There’s a certain amount of cognitive dissonance required in order to accept La Femme Nikita’s premise on its own terms. The series wants us to believe that clandestine intelligence agency / assassination bureau Section One is necessary in order to ensure the world’s safety, and that its work somehow justifies the monstrous way the group operates. At the same time, everything the series tells us about the Section suggests that such a claim isn’t factual. It obtains its “recruits” via kidnapping and dehumanization, which belies its alleged legitimacy—surely an above-board agency would be able to obtain agents some other, less illegal, way. It lies to and manipulates its people constantly, not because of a need to keep information properly classified, but to keep them compliant. Its oversight appears to include no one connected to any government entity anywhere, or anyone who is themselves subject to oversight. And yet, in order for the series to work, one has to choose to disregard all of this, and believe that the Section lies about everything but is completely honest about its agenda.
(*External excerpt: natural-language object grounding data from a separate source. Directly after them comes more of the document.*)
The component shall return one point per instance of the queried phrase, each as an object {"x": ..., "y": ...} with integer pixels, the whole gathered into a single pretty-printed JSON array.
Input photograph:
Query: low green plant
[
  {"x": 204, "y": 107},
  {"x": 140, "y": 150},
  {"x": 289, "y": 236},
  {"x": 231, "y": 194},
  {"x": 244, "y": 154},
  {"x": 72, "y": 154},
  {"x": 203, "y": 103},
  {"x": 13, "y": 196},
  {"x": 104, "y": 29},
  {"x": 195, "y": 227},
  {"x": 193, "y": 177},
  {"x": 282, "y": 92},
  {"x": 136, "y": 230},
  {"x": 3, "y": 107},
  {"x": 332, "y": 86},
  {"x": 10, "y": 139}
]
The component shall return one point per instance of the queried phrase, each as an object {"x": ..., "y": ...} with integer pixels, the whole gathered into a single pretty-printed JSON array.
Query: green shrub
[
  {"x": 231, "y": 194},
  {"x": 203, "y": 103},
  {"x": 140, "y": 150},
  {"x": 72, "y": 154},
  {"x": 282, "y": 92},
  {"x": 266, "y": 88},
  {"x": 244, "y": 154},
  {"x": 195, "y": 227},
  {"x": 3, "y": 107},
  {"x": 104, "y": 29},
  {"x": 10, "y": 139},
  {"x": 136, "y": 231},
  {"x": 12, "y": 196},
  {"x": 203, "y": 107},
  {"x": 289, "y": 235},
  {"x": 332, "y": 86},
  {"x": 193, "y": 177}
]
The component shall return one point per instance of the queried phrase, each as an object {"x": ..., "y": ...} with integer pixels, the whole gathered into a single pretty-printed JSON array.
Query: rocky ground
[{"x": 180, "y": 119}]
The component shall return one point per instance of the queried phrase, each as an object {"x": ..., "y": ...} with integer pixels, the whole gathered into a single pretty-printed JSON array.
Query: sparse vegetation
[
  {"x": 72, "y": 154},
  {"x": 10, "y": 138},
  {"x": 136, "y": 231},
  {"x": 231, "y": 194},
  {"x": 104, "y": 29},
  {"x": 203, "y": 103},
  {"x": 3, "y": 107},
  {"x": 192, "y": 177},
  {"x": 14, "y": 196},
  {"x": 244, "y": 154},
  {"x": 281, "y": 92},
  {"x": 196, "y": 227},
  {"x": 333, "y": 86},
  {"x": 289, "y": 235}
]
It’s hard to understate how significant this is to the series. If the Section isn’t working for the greater good—if that claim is just another one of its countless lies—then the story simply falls apart. There’s no reason to care about Nikita’s fate, or to consider her anything other than a great big fool, in addition to an accomplice to continued abuse. And while mitigating factors exist due to her status as a prisoner and victim, those become much less mitigating once she manages to escape, scot-free, and then decides to return. Similarly, there’s no reason to wish for any of the characters to succeed. And while this element of uncertainty was always baked into the premise’s cake—there is every reason to be just as skeptical of the agency in Luc Besson’s original film—that original version manages to get away with it because Anne Parillaud’s Nikita, by and large, doesn’t care about what she does except insofar as it affects her. It is only in the TV series, where the agency and its manipulation of Nikita (Peta Wilson) became central, that its role in the world becomes truly relevant. And yet, the show proves ambivalent at best on this point, seeming uninterested in providing evidence about the good the Section allegedly does. The largely episodic and insular storytelling makes it hard to get a bead on the long-term consequences of the Section’s actions, and the vague world-building—to the point where the Section doesn’t defend any one nation, but rather «the West»—makes it impossible to determine with precision whose interests the Section is supposed to be aligned with, leaving us only with the assertions of proven manipulators with no incentive to tell the truth. How can we trust then, that the people behind Section One aren’t simply using their people for their own personal gain?  So important is this question, that J.J. Abrams, intentionally or not, based half the initial premise of Alias on it.